Born in Lancashire, trained at Lancaster & Morecambe College and upon graduation she secured her first position,at Holbeck Ghyll in the Lake District followed by the two Michelin-starred Le Champignon Sauvage in Cheltenham, Gloucestershire. It was in 2001 when she first came to Northcote to take up a demi-chef-de-partie position. A series of annual promotions resulted in her attaining the role of Head Chef in 2005. At just 23 Lisa was one of the first women to rise to the ranks of Head Chef in the Michelin-Starred Northcote. Lisa and Northcote’s passion for local produce and regional cooking led her to win such accolades as “Best Chef of The Year” at The Northern Hospitality Awards in 2008 and reaching the finals of “The Roux Scholarship” and “Young Chef Young Waiter” competitions. In 2010, Lisa’s talents shone brightly when she won the hearts of many throughout the UK with her appearance one BBC Two’s popular ‘Great British Menu’, whichfocused on using the very best local produce from across the country.

She was chosen to cook her starter of Wild Rabbit & Leek Turnover with Piccalilli for Prince Charles at the banquet in celebration of the National Trust which was a huge honour and a great achievement.

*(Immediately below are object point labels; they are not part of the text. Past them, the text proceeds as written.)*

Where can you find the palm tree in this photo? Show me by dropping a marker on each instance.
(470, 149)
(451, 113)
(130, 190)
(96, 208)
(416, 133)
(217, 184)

Since then Lisa enjoys TV appearances and demonstrations across the country, recognised as one of the few top female chefs by her peers, though her passion is firmly placed in the Northcote kitchen working alongside her mentor and friend to deliver some of the best food in Britain. As you would expect from a woman who has kept Nigel in line for the last twelve years, she has a natural understanding of local ingredients, harmonious flavours, shot through with a rare wit, humour and imagination, through her technical command and keen awareness of contemporary developments in culinary technique and technology.